What is Doma Menorquina you may ask. Well it is the native style of dressage. It’s similar to normal dressage in the sense that it is still a horse and rider doing a little dance but it differs in the following ways:

  1.  The horse can only be a Menorcan stallion. This type of stallion is a breed of horse that is native to the island and is usually between 15 to 16 hand in height. Most tend to be black but there are a few chestnut and greys, but not many.
  2. There is usually rearing involved. When these horses are broken and being trained they are taught from a young age how to rear on command (this means standing only on their hind leg and keeping their front legs up and outwards). Locally the term for this is “Bot“.
  3. The tack used. The tack that the riders use is also fairly different. Due to the rearing they can not use English saddle, they use a specially designed saddle that has a raised cantle and a raised pommel (it basically has a raised back and front in the hopes of preventing someone from simply sliding off the saddle whilst the horse rears)
    silla-campera-menorquinaThe bridle that they use is also a lot tougher, especially the bit.

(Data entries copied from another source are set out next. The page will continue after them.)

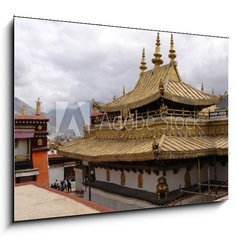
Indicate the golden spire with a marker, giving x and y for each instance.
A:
(38, 107)
(172, 54)
(23, 110)
(157, 55)
(143, 66)
(202, 87)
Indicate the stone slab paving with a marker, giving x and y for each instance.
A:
(32, 202)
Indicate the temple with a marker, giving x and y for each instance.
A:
(156, 142)
(31, 150)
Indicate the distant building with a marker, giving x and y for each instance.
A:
(60, 167)
(30, 149)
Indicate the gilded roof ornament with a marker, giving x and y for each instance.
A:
(38, 107)
(143, 66)
(172, 53)
(123, 90)
(95, 105)
(157, 55)
(23, 110)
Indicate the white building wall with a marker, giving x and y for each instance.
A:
(56, 172)
(173, 180)
(100, 174)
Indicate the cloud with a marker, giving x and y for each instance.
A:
(72, 62)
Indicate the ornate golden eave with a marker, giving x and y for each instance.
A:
(147, 90)
(170, 147)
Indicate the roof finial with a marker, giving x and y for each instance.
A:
(38, 107)
(157, 55)
(143, 66)
(23, 110)
(202, 87)
(172, 54)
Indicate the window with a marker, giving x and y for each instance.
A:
(69, 173)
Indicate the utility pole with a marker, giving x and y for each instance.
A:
(89, 180)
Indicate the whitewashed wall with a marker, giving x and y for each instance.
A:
(173, 180)
(56, 172)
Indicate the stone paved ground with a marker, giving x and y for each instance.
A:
(32, 202)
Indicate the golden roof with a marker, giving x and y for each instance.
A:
(147, 90)
(170, 147)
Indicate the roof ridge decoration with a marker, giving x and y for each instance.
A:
(172, 54)
(143, 66)
(157, 61)
(124, 90)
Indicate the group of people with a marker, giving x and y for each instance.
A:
(66, 184)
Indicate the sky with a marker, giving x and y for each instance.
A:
(69, 62)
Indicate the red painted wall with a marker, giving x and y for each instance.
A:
(40, 161)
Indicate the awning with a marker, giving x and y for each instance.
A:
(27, 172)
(24, 133)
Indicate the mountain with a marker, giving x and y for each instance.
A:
(18, 104)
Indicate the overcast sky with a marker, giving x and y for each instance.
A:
(59, 61)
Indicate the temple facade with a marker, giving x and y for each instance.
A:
(30, 150)
(156, 141)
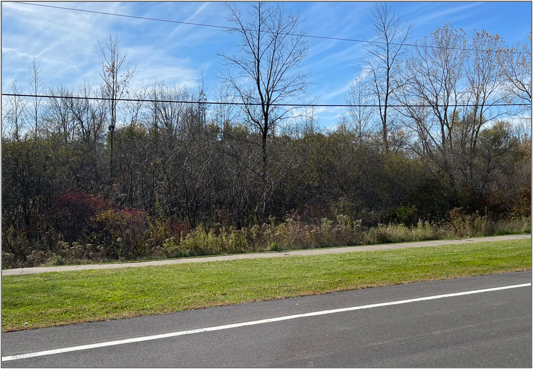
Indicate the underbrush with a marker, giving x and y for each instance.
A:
(138, 240)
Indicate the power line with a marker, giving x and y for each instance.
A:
(245, 104)
(290, 34)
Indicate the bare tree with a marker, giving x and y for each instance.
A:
(360, 117)
(115, 82)
(516, 71)
(13, 117)
(265, 74)
(382, 62)
(435, 72)
(36, 85)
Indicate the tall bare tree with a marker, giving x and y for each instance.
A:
(382, 62)
(516, 70)
(116, 81)
(435, 76)
(271, 49)
(266, 72)
(14, 114)
(36, 86)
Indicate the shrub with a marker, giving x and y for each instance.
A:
(120, 231)
(70, 214)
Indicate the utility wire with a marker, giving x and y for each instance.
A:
(245, 104)
(290, 34)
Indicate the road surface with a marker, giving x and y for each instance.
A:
(476, 321)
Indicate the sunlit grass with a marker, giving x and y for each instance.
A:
(59, 298)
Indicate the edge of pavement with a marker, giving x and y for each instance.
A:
(329, 250)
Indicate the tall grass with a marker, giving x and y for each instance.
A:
(291, 234)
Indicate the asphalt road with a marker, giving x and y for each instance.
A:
(486, 328)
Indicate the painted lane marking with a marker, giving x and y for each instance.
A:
(255, 322)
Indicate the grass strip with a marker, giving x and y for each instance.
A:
(60, 298)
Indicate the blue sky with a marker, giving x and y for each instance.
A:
(65, 43)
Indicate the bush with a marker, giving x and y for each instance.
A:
(70, 214)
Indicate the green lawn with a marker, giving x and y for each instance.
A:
(59, 298)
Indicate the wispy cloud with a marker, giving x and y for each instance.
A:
(198, 11)
(428, 17)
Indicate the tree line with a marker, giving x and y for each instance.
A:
(442, 136)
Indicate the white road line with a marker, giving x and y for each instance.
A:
(255, 322)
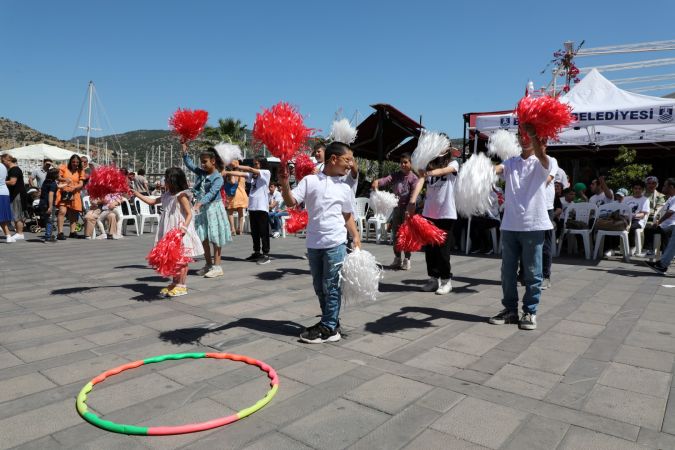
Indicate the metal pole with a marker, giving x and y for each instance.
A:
(91, 87)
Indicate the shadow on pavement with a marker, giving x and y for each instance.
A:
(399, 321)
(279, 273)
(194, 335)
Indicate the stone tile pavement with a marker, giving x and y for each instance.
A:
(414, 371)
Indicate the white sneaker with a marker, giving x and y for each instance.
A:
(215, 271)
(204, 270)
(444, 287)
(431, 285)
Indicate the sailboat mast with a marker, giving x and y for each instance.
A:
(91, 88)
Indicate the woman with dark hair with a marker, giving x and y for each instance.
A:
(68, 199)
(210, 217)
(439, 207)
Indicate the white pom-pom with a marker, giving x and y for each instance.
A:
(360, 276)
(504, 145)
(228, 152)
(429, 147)
(342, 131)
(383, 203)
(474, 186)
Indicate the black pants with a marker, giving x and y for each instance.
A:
(260, 231)
(650, 232)
(438, 256)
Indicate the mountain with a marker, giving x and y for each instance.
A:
(15, 134)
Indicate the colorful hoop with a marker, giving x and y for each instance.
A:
(93, 419)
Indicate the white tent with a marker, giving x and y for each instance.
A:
(38, 152)
(605, 115)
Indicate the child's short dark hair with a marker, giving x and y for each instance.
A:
(262, 161)
(337, 149)
(175, 180)
(52, 174)
(211, 153)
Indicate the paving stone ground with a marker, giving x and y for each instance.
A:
(414, 370)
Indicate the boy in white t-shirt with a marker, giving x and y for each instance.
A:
(329, 202)
(640, 207)
(666, 223)
(523, 228)
(258, 208)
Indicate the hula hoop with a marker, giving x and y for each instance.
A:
(81, 402)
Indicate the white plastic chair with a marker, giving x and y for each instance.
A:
(493, 234)
(605, 210)
(583, 212)
(360, 214)
(126, 216)
(379, 223)
(145, 213)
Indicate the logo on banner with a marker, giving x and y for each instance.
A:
(665, 114)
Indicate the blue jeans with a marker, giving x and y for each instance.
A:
(669, 252)
(325, 264)
(275, 219)
(525, 246)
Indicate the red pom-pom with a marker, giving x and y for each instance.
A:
(188, 124)
(282, 130)
(297, 220)
(168, 256)
(303, 166)
(416, 232)
(106, 180)
(546, 114)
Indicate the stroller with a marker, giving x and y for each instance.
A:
(33, 220)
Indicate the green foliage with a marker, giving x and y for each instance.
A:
(626, 170)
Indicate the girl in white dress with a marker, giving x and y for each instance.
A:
(177, 212)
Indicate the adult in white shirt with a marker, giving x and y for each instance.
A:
(523, 228)
(666, 223)
(330, 205)
(640, 208)
(601, 192)
(439, 207)
(258, 208)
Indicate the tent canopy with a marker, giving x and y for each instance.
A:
(605, 115)
(381, 134)
(40, 152)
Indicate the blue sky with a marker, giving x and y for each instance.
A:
(437, 59)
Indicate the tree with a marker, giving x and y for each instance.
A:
(626, 170)
(229, 130)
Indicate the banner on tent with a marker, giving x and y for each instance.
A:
(636, 116)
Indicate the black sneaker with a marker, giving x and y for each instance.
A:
(657, 267)
(264, 259)
(254, 257)
(318, 334)
(528, 321)
(504, 317)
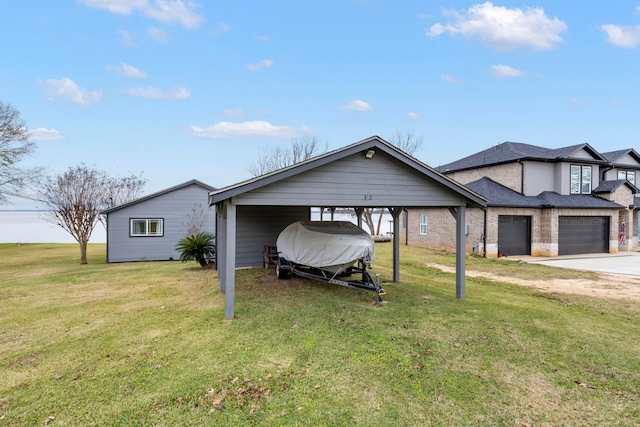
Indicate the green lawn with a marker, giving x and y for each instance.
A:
(146, 344)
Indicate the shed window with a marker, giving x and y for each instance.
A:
(423, 224)
(580, 179)
(628, 175)
(146, 227)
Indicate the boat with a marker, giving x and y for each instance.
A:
(329, 251)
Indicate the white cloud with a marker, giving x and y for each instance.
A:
(44, 134)
(128, 71)
(504, 29)
(627, 36)
(257, 128)
(265, 63)
(66, 88)
(166, 11)
(126, 39)
(357, 105)
(505, 71)
(155, 93)
(158, 34)
(451, 79)
(233, 112)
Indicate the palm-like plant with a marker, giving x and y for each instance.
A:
(200, 247)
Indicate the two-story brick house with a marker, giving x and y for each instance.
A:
(541, 202)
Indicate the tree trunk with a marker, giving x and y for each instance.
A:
(83, 252)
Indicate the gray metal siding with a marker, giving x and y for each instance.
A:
(174, 208)
(355, 181)
(258, 226)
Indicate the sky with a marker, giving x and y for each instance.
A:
(178, 90)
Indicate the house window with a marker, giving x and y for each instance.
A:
(146, 227)
(580, 179)
(423, 224)
(628, 175)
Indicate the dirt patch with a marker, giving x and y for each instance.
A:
(606, 286)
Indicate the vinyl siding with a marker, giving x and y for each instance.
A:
(173, 208)
(355, 181)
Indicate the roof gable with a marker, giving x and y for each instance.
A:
(509, 152)
(382, 149)
(626, 157)
(160, 193)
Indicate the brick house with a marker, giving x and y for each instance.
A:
(541, 202)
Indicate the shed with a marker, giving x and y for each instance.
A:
(370, 173)
(148, 228)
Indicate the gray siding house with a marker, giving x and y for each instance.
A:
(148, 229)
(540, 202)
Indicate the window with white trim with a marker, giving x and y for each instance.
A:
(628, 175)
(146, 227)
(423, 224)
(580, 179)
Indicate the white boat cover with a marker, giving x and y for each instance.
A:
(323, 244)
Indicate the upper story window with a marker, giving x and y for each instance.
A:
(423, 224)
(146, 227)
(580, 179)
(628, 175)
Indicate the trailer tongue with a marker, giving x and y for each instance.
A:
(329, 251)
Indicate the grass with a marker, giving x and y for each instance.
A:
(146, 344)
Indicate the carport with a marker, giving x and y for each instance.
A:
(367, 174)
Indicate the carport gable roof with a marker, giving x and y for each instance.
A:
(373, 143)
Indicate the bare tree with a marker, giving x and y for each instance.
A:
(301, 149)
(75, 199)
(196, 220)
(15, 146)
(408, 142)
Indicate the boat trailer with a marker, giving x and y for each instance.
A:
(284, 268)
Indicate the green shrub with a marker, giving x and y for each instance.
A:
(200, 247)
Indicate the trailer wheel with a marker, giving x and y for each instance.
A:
(281, 273)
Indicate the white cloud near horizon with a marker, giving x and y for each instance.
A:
(502, 28)
(155, 93)
(65, 88)
(158, 35)
(622, 36)
(126, 39)
(233, 112)
(450, 79)
(128, 71)
(256, 128)
(357, 105)
(262, 65)
(505, 71)
(44, 134)
(166, 11)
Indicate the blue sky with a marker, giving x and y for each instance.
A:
(181, 89)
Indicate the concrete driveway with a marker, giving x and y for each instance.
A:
(622, 263)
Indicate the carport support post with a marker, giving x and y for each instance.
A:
(395, 212)
(229, 274)
(460, 214)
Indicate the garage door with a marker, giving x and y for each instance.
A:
(514, 235)
(583, 235)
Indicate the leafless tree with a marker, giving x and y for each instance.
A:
(301, 149)
(408, 142)
(15, 146)
(196, 219)
(75, 199)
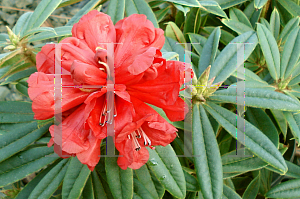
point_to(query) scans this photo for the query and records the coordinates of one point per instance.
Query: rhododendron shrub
(150, 99)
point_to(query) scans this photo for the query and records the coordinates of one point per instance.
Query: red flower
(142, 76)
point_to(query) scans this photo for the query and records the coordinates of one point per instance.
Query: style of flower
(142, 76)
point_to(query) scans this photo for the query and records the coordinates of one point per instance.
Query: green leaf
(75, 179)
(254, 139)
(89, 6)
(261, 120)
(290, 54)
(210, 50)
(116, 10)
(292, 24)
(230, 193)
(208, 165)
(40, 14)
(258, 4)
(24, 163)
(238, 15)
(190, 3)
(19, 75)
(58, 32)
(293, 120)
(237, 26)
(144, 177)
(288, 189)
(15, 112)
(291, 7)
(174, 32)
(140, 7)
(50, 182)
(19, 138)
(275, 23)
(22, 23)
(225, 63)
(229, 3)
(120, 181)
(270, 50)
(166, 167)
(252, 189)
(26, 191)
(258, 97)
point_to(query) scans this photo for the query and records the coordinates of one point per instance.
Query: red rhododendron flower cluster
(142, 76)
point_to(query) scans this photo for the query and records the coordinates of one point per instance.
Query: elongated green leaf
(270, 50)
(191, 3)
(252, 189)
(22, 23)
(229, 3)
(290, 54)
(166, 167)
(291, 7)
(258, 97)
(174, 32)
(116, 10)
(50, 182)
(259, 3)
(230, 193)
(254, 139)
(19, 138)
(288, 189)
(292, 24)
(238, 15)
(225, 63)
(237, 26)
(26, 191)
(208, 165)
(144, 177)
(15, 112)
(89, 6)
(210, 50)
(24, 163)
(75, 179)
(41, 13)
(120, 181)
(59, 32)
(275, 23)
(261, 120)
(140, 7)
(293, 120)
(19, 75)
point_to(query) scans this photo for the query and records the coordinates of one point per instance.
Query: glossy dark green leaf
(120, 181)
(144, 177)
(225, 63)
(254, 139)
(208, 165)
(40, 14)
(15, 112)
(116, 10)
(288, 189)
(270, 50)
(89, 6)
(140, 7)
(210, 50)
(24, 163)
(290, 54)
(259, 97)
(252, 189)
(75, 179)
(19, 138)
(50, 182)
(166, 167)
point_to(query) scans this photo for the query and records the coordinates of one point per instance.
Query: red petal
(95, 28)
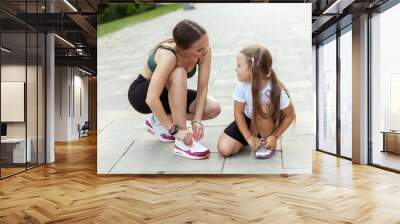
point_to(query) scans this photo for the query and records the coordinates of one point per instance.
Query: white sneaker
(196, 151)
(153, 126)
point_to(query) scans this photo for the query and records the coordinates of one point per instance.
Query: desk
(15, 148)
(391, 141)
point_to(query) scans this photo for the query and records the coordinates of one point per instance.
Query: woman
(161, 89)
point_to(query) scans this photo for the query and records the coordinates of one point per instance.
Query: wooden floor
(70, 191)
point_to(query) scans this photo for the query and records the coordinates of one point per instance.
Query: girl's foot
(195, 151)
(153, 126)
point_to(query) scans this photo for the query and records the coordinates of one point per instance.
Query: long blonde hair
(259, 59)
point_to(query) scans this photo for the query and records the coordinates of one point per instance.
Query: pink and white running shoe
(153, 126)
(195, 151)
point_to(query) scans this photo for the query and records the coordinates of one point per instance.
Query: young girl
(258, 124)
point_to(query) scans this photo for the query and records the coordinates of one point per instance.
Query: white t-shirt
(242, 94)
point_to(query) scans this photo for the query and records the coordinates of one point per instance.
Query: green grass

Doma Menorquina is not always performed in an arena. During the summer months, usually on the weekends, these riders take their horse out onto the streets to celebrate Sant Joan, Saint John, in Ciutadella (23–24 June) and Mare de Déu de Gràcia, the Birth of Mary, in Mahón (September 8–9). There are other celebration in between but these two are the main ones. Usually up to 150 riders take part. These celebrations are known as the “Fiestas”. People are allowed to get in the arena or designated space with the horse to try to touch the horse’s heart as it is rearing, this is considered good luck.

Personally, I do not have much interest in taking part in the “fiestas” but my older brother has been doing it since he was thirteen years old. He loves it, but he is a true Menorcan at heart. I think for now I will stick to English Saddle.